Memang, Laut Cina Selatan yang berada di barat daya Pasifik, baik secara regional maupun internasional merupakan salah satu rute tersibuk di dunia perdagangan internasional. Kawasan ini berisi lebih dari 100 pulau-pulau kecil dan terumbu karang yang tersebar di 158.000 mil persegi tanah. Termasuk Kepulauan Spratly yang diklaim seluruhnya atau sebagian oleh China, Filipina, Brunei, Malaysia, Vietnam dan Taiwan.
Kawasan ini diyakini mengandung ikan, cadangan minyak dan gas alam. Anggota ASEAN telah menandatangani janji tidak mengikat pada 2002 yang menyatakan, mereka akan menyelesaikan sengketa Laut China Selatan secara damai.
Bentrokan angkatan laut antar negara-negara di Laut China Selatan sering terjadi, khususnya di kawasan Spratly dan Kepulauan Paracel. Bentrokan tersebut telah membuat wilayah itu menjadi sumber ketegangan bagi kawasan.

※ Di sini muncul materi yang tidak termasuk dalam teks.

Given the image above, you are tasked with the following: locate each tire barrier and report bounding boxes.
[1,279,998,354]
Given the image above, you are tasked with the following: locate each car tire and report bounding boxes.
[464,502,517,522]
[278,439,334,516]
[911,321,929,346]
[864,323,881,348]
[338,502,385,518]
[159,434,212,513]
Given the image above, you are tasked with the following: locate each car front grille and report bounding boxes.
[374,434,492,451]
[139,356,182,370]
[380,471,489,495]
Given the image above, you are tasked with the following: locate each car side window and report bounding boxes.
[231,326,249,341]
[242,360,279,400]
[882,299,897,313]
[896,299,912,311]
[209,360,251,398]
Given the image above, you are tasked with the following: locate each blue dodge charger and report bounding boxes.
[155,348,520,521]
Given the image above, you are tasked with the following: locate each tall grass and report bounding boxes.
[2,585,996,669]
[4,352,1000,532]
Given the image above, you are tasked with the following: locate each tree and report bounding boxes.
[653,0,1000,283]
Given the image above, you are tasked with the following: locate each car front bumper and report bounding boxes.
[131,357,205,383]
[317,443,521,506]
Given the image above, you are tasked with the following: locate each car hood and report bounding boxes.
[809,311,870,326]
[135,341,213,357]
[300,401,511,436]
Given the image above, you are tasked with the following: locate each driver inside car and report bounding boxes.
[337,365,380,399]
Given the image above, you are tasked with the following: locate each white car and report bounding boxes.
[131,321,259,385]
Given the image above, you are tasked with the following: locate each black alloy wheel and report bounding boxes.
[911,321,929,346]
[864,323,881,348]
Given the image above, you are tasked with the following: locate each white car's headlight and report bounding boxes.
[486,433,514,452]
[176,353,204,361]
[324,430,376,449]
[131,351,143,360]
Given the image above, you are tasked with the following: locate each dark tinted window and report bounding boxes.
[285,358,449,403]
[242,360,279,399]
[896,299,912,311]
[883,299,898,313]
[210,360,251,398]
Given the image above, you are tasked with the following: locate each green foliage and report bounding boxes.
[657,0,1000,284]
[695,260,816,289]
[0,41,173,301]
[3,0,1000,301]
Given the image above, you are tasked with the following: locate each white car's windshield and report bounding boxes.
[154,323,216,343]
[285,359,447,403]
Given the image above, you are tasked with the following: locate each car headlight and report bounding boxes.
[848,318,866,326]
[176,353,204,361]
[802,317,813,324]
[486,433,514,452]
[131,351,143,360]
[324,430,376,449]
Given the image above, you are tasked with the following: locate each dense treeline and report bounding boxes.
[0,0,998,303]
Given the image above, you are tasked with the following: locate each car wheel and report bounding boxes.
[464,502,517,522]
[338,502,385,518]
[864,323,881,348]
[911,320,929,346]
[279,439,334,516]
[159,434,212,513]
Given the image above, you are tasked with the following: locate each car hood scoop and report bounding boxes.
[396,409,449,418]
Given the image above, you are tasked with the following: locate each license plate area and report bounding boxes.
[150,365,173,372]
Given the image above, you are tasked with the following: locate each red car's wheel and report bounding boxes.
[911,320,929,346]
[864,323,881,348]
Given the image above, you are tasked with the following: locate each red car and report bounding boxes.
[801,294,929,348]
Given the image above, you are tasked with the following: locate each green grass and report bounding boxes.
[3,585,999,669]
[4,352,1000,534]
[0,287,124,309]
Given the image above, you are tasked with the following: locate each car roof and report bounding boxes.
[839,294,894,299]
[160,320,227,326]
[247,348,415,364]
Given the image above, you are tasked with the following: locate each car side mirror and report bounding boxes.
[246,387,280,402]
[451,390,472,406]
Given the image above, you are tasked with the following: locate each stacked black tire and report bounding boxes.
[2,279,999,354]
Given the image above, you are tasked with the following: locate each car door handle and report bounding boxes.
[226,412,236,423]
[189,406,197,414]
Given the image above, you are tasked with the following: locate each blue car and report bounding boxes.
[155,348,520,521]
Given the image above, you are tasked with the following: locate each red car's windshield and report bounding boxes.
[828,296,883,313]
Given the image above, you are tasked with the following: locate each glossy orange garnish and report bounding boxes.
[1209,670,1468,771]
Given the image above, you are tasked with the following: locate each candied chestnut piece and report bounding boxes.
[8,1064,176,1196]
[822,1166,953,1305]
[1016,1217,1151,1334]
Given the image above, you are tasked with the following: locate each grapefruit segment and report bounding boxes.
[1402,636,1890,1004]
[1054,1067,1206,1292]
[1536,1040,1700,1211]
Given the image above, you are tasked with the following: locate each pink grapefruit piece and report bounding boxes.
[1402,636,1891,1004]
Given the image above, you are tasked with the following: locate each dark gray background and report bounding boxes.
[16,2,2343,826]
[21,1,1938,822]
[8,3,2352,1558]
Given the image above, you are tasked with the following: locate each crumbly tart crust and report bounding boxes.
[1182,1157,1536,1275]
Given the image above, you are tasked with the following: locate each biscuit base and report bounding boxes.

Di era globalisasi, pembangunan ekonomi menjadi salah satu tujuan nasional bagi negara-negara yang bertetangga di Asia, terutama kawasan ASEAN, yang tengah mengalami kemajuan pesat dalam pembangunan ekonomi.
Dengan kondisi seperti itu, kekuatan laut memainkan peran penting dalam pembangunan ekonomi. Ini telah menyebabkan negara-negara di kawasan untuk memajukan kepentingan mereka bersaing kedaulatan teritorial laut di wilayah ini.